It is most likely caused by an accelerator pump problem. You can try moving the accelerator pump rod to a hole farther away from the throttle shaft on the over-travel lever. Also, make sure the acc pump lever on the front of the carb is touching the diaphragm shaft when the throttle is closed (at idle). If not, re-bend the acc pump rod to adjust the lever position.
If those adjustments don't cure the problem, you may need to replace the acc pump diaphragm, the elastomer one-way valve, or the check valve ball. (All of those parts come in the carb rebuild kits.)
Originally posted by F100_77 I am not much of a carb ace so any advice is greatly appreciated
Thanks in advance,
You don't have to be to make a quick check to see if the accelerator pump is working. Here's what you do.....
With the engine off, pop the hood and remove the air cleaner. Climb up so you can look directly down into the carb. Now, grab the throttle linkage on the carb. and open it wide open quickly. If the accelerator pump is working you should see a healthy squirt of gasoline squirting down into the carb. from the nozzles in the top. If not, then that's you problem. Check to see if the accelerator pump is connected properly as suggested above by bubbaf250. If everything looks good, you'll have to replace the accelerator pump. Everything you'll need comes in a rebuild kit including instructions. Not a hard thing to do. Take your time and good luck. With everything you have done so far, this will be the last thing to do to complete your tune up. Keep us posted.
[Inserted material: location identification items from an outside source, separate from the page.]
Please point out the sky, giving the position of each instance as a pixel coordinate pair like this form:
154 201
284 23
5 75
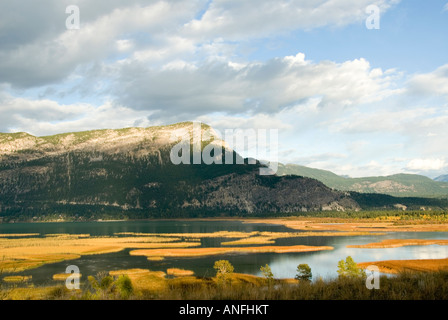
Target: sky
345 97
Well, I checked the accelerator pump and it is working fine supplies the gas to the carb just fine. the accelerator pump rod is allready in the hole farthest away from the throttle shaft on the over-travel lever, and the accelerator pump lever is resting against the diaphram shaft while the throttle is closed ( at idle ) So you guys think its time for a trip to the parts store for a re build kit
Throttle solenoid is the anti-runon (dieseling) solenoid that was common for smogger engines. This should be connected to a 12 volt source that is hot while the key is in the run position. Failure to make this connection, sets the carb in an overly lean condition due to the postion of the butterfly. You usually have a very slow idle that is a bit rough. This may explain some of your issues.
Since you say the accelerator pump is OK, I would then suspect that the float level in the carb is too low, this will increase the amount of time that it takes for the carb main system to supply fuel through the venturi.
Since it sounds like you have the wrong carb installed (throttle solenoid issue) and a potential carb issue - I'd suggest that you obtain the correct carb for the motor. If you want to save a few $ you can play around with some of the items suggested here.